Yes and No. Think of Art NFTs like artist signatures. in the real world, the scarcity and authenticity of artists signatures the books etc. make these valuable. have the same book with a different persons signature or no signature and the book is just as good as any other book with the same content.
With the Nyan Cat NFT, the original creator once approved it and said something like "This is signed by me and should represent the Nyan cat nft." However owns that NFT now this unique NFT on the ledger. The community aggrees, that the artists statement netters, so that decides which Nyan cat NFT is the correct one. If now I announce on twitter, that anither Nyan nft that I created is the "true nft", people wouldn't (or rather shouldn't) trust me, because the social consensus and history shows, that they've agreed upon a different Nyan NFT.
if I want that nft, I have to buy it from the current owner. If I buy it, I can tout about it on social media and prove my ownership on the block explorer.
Such things were only possible with non-digital artworks before. The problem is, that if you have any company, who manages this ledger, people would have to trust them - and there is also no company who has emerged in the part who would represent such a "social concensus on digital art signatures" - and with Blockchains it's too late to found this now.
This is just one of many use cases of NFTs.
In the real world, we have artists signatures and people buy them for high prices because they value that and are willing to pay for it. (Whether you like it or not.) The same holds for NFTs as artists signatures. However, with NFTs everyone can still "experience" the original because the data is still copyable as much as possible.
There are many other use cases for nfts. One is digital subscriptions which ought to be neutral and not owned by a single company. As an example, theoretically you could buy the licence to watch Inception (movie) as an NFT. Then you can go to Amazon prime / Netflix etc. and after checking that you own one such NFT, they'll let you watch it for a small streaming fee instead of requiring a hefty subscription fee per months after which you still don't own the rights to watch it forever. Requiring that such platforms support this could be enforced legally.
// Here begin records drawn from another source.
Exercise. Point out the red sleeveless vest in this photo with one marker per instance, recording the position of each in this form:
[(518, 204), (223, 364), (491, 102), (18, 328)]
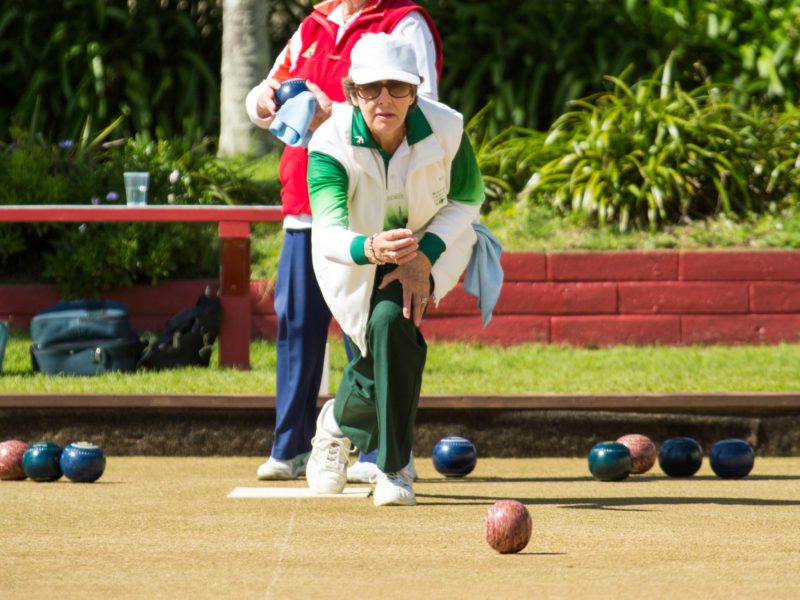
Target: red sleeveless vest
[(326, 63)]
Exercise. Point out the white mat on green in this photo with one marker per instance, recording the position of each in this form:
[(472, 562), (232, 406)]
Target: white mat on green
[(296, 492)]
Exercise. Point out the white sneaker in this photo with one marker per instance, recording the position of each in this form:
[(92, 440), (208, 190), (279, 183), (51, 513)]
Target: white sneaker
[(326, 471), (367, 472), (283, 469), (394, 489)]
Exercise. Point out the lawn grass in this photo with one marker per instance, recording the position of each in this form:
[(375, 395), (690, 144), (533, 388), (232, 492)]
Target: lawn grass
[(460, 368)]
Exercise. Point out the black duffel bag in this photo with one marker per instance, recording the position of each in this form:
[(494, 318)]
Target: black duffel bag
[(84, 337), (187, 338)]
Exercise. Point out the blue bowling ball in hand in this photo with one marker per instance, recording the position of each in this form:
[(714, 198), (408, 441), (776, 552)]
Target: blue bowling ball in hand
[(454, 456), (610, 461), (288, 90), (680, 457), (83, 462), (732, 459), (41, 461)]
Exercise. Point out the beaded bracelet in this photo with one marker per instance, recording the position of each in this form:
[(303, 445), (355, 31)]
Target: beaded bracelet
[(374, 257)]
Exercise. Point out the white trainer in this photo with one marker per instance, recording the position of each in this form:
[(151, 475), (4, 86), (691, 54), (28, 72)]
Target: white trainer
[(275, 469), (367, 472), (326, 471), (394, 489)]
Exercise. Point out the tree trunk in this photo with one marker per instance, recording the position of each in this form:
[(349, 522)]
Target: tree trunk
[(245, 56)]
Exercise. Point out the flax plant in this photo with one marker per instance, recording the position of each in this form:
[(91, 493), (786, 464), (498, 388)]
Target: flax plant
[(653, 153)]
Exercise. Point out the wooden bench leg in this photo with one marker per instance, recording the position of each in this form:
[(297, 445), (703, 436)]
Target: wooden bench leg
[(234, 276)]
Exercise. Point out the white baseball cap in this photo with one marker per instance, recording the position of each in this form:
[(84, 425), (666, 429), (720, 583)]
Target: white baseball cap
[(381, 57)]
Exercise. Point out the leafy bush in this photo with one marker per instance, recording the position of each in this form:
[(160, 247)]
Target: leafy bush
[(531, 58), (87, 259), (71, 64), (754, 45), (652, 154)]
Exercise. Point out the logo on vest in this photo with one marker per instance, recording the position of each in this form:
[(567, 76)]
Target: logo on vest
[(310, 51)]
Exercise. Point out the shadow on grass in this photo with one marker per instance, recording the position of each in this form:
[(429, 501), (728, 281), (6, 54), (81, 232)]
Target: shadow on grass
[(585, 478), (623, 504)]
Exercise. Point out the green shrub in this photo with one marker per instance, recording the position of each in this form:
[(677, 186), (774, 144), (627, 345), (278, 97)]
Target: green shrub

Yes, piracy is an alternative today where you can still watch it forever - but it's strictly speaking not financially sustainable. However, I'm aware that the financial distributions when buying DVDs or cinema isn't exactly fairly distributed - but that's another bigger story.
NFTs are an abstract concept of rather neutral non-counterparty-risk of non-exchangeable limited ownership. In the non-blockchain world, it's the social consensus which says "Hey, the ownership ledger is managed by the government and we decide to trust that." - which makes the rest work. When people agree, that the non-government owned ownership on the Blockchain ledger "is the social consensus that matters", then people decide for it and the rest also works out.